Economic stimulus payments will be issued to qualifying individuals, couples and families.

  • Up to $1,200 per individual or $2,400 for married-filing-joint couples
  • Additional $500 per child
  • Low-income citizens who typically are not required to file tax returns do not need to file to obtain their stimulus checks.
  • Benefit phases out at higher income levels (based on most recently filed tax return)
    • Single – over $75,000 (completely phased out at $99,000)
    • Head of household – over $112,500 (completely phased out at $136,500)
    • Married Filing Jointly – over $150,000 (completely phased out at $198,000)

Charitable contribution deduction limits have been adjusted for the 2020 tax year for gifts to public charities.  It does not apply for gifts to private foundations or Donor Advised Funds (DAFs).

  • For taxpayers who do not itemize, up to $300 for charitable contributions can be deducted for the 2020 tax year.
  • For 2020 only, the 60% AGI limitation on cash contributions is waived for those who itemize. This means that taxpayers can claim an unlimited itemized deduction for charitable contributions.

Retirement plan distributions, loans and penalties have been adjusted for 2020 only.

  • The 10% penalty is waived for early withdrawals for coronavirus-related distributions up to $100,000. The payment of federal income tax on these distributions can be spread over three years.  Additionally, the distributions can be contributed back into the plan within three years, and do not count toward the usual limits on retirement plan contributions.  Examples of qualified distributions related to COVID-19 include:
    • Cost of care for you or your spouse if diagnosed with COVID-19
    • Financial distress due to quarantining, business closure, layoff or a reduction in hours due to COVID-19
  • Maximum loans from retirement plans have been increased, to the lesser of 100% of the participant’s accrued benefit (up from 50%) or $100,000 (up from $50,000). This increase is available until Sept. 22, 2020 (i.e., for 180 days after the CARES Act was enacted).  Repayments for outstanding loans due on Dec. 31, 2020 may be delayed for one year, although interest will continue to accrue.
  • Required Minimum Distributions (RMDs) are waived for 2020, regardless of whether the individual has been impacted by COVID-19.

Provisions for Businesses

The Employee Retention Credit is a credit against the employer’s portion of Social Security taxes paid on behalf of the employee.  It covers 50% of qualified wages up to $10,000 per employee per quarter, including health benefits, paid to employees who are not working due to full or partial closure of the business or a significant loss in revenue.  It applies to wages paid March 13 – December 31, 2020. Credit is applied against payroll taxes owed (after reduction of other credits – e.g., as provided for by the Families First Coronavirus Response Act).  Any excess is refundable to the employer.

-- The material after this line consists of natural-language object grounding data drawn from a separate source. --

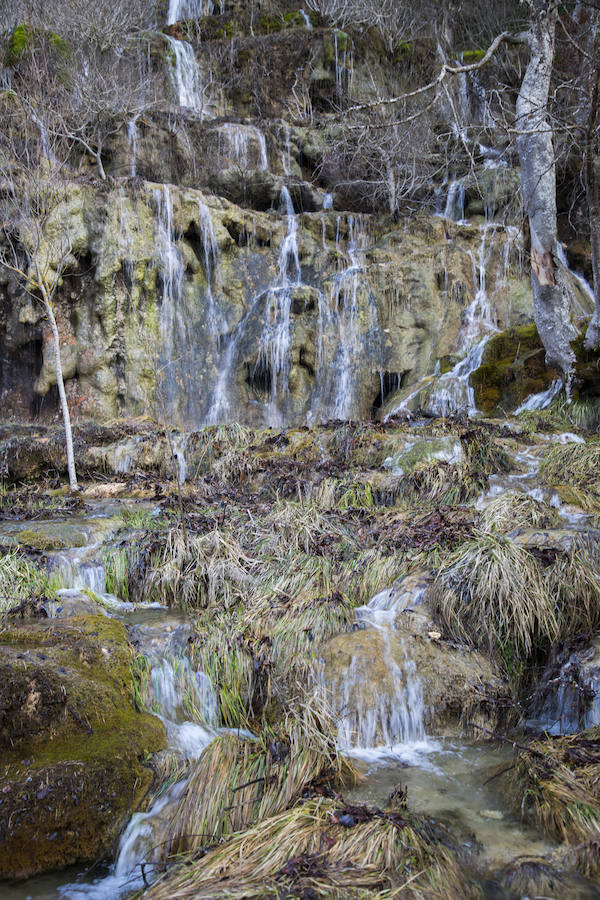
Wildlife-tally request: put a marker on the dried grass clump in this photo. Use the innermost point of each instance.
(559, 785)
(483, 454)
(490, 593)
(239, 782)
(306, 852)
(509, 512)
(20, 580)
(442, 484)
(574, 464)
(193, 570)
(573, 580)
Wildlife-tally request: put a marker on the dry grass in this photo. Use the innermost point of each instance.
(306, 852)
(490, 593)
(574, 464)
(559, 785)
(239, 782)
(509, 512)
(20, 580)
(574, 582)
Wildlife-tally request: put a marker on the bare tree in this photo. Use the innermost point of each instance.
(37, 241)
(538, 177)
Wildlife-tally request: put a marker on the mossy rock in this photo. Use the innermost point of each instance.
(73, 749)
(513, 366)
(59, 537)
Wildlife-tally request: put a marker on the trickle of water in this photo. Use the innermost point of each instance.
(189, 9)
(132, 138)
(541, 400)
(275, 340)
(388, 719)
(455, 202)
(244, 146)
(185, 74)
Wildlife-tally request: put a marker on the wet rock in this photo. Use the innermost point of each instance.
(72, 747)
(366, 671)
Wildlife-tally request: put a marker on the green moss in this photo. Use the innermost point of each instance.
(513, 367)
(23, 37)
(43, 540)
(472, 56)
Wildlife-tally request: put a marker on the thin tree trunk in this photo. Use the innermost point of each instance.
(592, 188)
(61, 393)
(551, 301)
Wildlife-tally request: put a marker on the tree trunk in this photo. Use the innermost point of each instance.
(61, 393)
(592, 189)
(551, 301)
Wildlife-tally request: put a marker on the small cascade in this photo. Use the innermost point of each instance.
(455, 202)
(175, 693)
(189, 9)
(453, 392)
(215, 321)
(132, 139)
(275, 341)
(185, 74)
(382, 716)
(541, 400)
(242, 146)
(182, 347)
(571, 695)
(343, 339)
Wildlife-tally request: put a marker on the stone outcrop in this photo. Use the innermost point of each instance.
(73, 750)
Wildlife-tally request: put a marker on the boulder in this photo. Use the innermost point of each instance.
(73, 749)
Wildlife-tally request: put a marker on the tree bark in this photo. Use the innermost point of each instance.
(551, 301)
(61, 392)
(592, 189)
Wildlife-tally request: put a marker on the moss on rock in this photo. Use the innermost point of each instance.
(513, 367)
(73, 750)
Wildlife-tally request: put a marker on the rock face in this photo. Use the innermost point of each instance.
(234, 270)
(72, 748)
(395, 679)
(196, 310)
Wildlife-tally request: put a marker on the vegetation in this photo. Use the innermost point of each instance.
(558, 785)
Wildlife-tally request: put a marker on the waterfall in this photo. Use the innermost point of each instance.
(132, 138)
(453, 392)
(275, 341)
(541, 400)
(185, 74)
(384, 717)
(455, 202)
(174, 324)
(245, 146)
(174, 690)
(189, 9)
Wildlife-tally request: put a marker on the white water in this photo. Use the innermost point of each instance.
(275, 340)
(242, 146)
(389, 723)
(185, 74)
(132, 138)
(455, 202)
(189, 9)
(343, 341)
(541, 400)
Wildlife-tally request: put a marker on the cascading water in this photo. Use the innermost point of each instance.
(189, 9)
(185, 74)
(242, 146)
(348, 327)
(275, 340)
(173, 691)
(132, 138)
(384, 718)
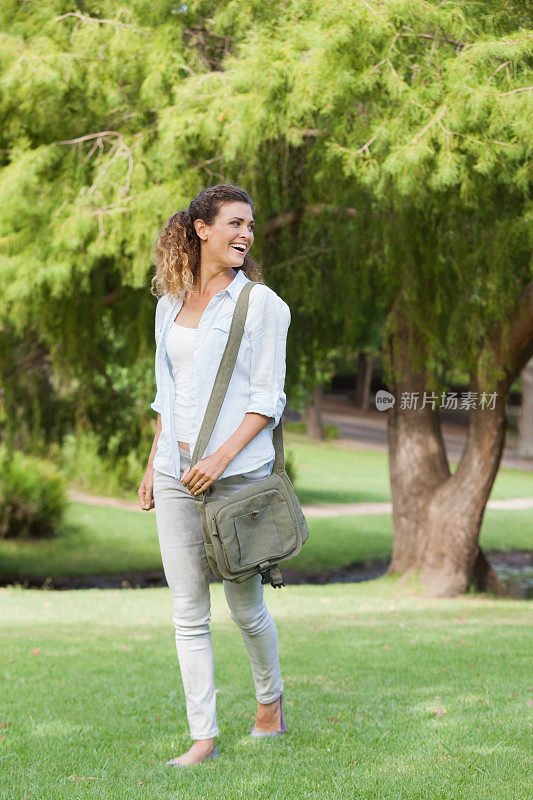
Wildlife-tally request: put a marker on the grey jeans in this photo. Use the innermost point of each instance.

Employers are eligible if you have experienced a decrease in revenue due to COVID-19.  Employers with 100 or fewer employees qualify if you have earned less than 50% of revenue by quarter compared to the previous year.  You will continue to receive the credit until you have a quarter where you reach 80% of your prior year’s quarterly revenue level.  Larger employers are subject to additional requirements.  The credit is also available to non-profit organizations.

The Deferral of Payroll Tax provision enables employers to defer a portion of employees’ Social Security Tax for Payroll Taxes incurred March 27 – December 31, 2020 according to the following schedule:

  • 50% due by Dec. 31, 2021
  • 50% due by Dec. 31, 2022

A number of provisions for Net Operating Loss (NOL) Carrybacks may also affect you.  The Carryback period has been extended from 2 to 5 years, and carrybacks are now allowable for 2018, 2019 and 2020 losses.  Prior year returns can be amended dating back to 2013 to take advantage of these new NOL carryback rules.  NOLs for 2018-2020 can now fully offset taxable income vs. the prior 80% limit.

Qualified Capital Improvements (i.e. 15 year property) depreciation rules have also been adjusted.  100% (bonus) depreciation is now allowed in the year of purchase.

This remains a very fluid situation, and we will continue to provide updates as things change. We recommend that you consult with your tax advisor about your specific circumstances.